第一个样本的数据,32 x 32 网格,4 个预测变量

predictor_matrix = validation_image_dict[utils.PREDICTOR_MATRIX_KEY][0, ...]
predictor_matrix.shape
(32, 32, 4)

预测变量名

predictor_names = validation_image_dict[utils.PREDICTOR_NAMES_KEY]
predictor_names
['reflectivity_dbz', 'temperature_kelvins', 'u_wind_m_s01', 'v_wind_m_s01']

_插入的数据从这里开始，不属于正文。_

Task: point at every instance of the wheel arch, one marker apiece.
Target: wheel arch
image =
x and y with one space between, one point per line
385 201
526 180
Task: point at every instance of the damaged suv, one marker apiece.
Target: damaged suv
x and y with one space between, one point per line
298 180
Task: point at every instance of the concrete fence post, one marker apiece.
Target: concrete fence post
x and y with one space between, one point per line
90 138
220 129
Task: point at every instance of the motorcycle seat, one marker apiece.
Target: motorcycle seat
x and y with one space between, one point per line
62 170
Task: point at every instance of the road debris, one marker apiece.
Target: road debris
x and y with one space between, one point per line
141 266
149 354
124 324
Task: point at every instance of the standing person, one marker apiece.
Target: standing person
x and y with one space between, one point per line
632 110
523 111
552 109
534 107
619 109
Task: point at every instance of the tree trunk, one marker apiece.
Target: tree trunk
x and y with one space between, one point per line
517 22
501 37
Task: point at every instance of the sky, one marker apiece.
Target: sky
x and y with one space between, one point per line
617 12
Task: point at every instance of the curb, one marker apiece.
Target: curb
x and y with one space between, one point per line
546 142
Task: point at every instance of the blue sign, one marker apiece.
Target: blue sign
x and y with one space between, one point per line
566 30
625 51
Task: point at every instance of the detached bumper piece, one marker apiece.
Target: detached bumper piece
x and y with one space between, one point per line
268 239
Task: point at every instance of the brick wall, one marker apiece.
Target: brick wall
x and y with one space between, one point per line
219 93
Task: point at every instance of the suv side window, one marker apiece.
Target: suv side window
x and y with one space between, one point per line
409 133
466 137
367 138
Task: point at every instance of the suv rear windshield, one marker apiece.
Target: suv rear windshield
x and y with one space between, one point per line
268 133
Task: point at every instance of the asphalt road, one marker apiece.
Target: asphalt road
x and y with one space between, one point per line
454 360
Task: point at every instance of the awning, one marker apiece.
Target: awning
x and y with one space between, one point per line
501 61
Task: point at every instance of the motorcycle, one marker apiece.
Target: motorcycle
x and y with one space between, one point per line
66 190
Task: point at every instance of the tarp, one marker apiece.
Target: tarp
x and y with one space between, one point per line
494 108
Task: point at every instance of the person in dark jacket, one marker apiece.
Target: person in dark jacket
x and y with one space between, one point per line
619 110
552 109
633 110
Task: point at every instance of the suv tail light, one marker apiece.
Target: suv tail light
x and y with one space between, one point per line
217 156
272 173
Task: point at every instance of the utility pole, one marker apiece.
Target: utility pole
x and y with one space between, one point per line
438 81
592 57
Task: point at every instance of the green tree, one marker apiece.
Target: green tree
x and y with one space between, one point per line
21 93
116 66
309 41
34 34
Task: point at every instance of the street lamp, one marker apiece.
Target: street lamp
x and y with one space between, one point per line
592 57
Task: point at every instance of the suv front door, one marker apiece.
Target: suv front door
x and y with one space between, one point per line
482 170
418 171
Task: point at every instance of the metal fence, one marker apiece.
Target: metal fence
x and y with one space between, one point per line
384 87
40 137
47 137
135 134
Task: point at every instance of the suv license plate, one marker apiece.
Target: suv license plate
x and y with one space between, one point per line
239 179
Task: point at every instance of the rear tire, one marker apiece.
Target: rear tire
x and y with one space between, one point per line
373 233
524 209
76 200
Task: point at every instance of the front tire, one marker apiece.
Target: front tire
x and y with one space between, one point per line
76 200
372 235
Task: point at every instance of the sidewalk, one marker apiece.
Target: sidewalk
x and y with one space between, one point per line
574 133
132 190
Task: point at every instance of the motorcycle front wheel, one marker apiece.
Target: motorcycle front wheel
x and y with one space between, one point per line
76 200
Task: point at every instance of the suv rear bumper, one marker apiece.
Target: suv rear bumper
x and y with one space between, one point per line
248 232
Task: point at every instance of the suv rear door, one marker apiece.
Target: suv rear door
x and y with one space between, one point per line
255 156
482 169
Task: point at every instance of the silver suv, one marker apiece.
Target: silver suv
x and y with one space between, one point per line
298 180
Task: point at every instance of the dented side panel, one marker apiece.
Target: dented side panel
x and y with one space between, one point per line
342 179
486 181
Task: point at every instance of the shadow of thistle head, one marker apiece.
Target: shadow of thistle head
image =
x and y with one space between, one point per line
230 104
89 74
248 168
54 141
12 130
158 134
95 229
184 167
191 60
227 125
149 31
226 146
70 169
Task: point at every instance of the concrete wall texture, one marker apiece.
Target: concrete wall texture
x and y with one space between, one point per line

提取温度数据,变量名 temperature_matrix_kelvins

temperature_matrix_kelvins = predictor_matrix[
    ..., predictor_names.index(utils.TEMPERATURE_NAME)
]
plt.figure(figsize=(10, 5))
plt.pcolormesh(temperature_matrix_kelvins)
plt.colorbar()
plt.title("temperature_matrix_kelvins for sample 1")
plt.show()

绘制图形

plot_many_predictors_with_barbs(
    predictor_matrix=predictor_matrix,
    predictor_names=predictor_names,
    min_colour_temp_kelvins=np.percentile(temperature_matrix_kelvins, 1),
    max_colour_temp_kelvins=np.percentile(temperature_matrix_kelvins, 99)
)
plt.show()

示例 2

绘制验证集的最强示例(未来涡度最大)。

target_matrix_s01 = validation_image_dict[utils.TARGET_MATRIX_KEY]
target_matrix_s01.shape
(25392, 32, 32)

查找最大值,获取样本索引

example_index = np.unravel_index(
    np.argmax(target_matrix_s01), 
    target_matrix_s01.shape
)[0]
example_index
5389

获取样本数据

predictor_matrix = validation_image_dict[utils.PREDICTOR_MATRIX_KEY][
    example_index, ...]
predictor_matrix.shape
(32, 32, 4)

提取温度数据

predictor_names = validation_image_dict[utils.PREDICTOR_NAMES_KEY]
temperature_matrix_kelvins = predictor_matrix[
    ..., predictor_names.index(utils.TEMPERATURE_NAME)
]

绘制图像

plot_many_predictors_with_barbs(
    predictor_matrix=predictor_matrix,
    predictor_names=predictor_names,
    min_colour_temp_kelvins=np.percentile(temperature_matrix_kelvins, 1),
    max_colour_temp_kelvins=np.percentile(temperature_matrix_kelvins, 99)
)

plt.show()

归一化

在模块 2 中讨论了归一化预测变量的重要性。 简要重申一下:

当有多个不同尺度的预测变量时,应将其归一化。 这样可以确保模型不会忽略较小比例的变量。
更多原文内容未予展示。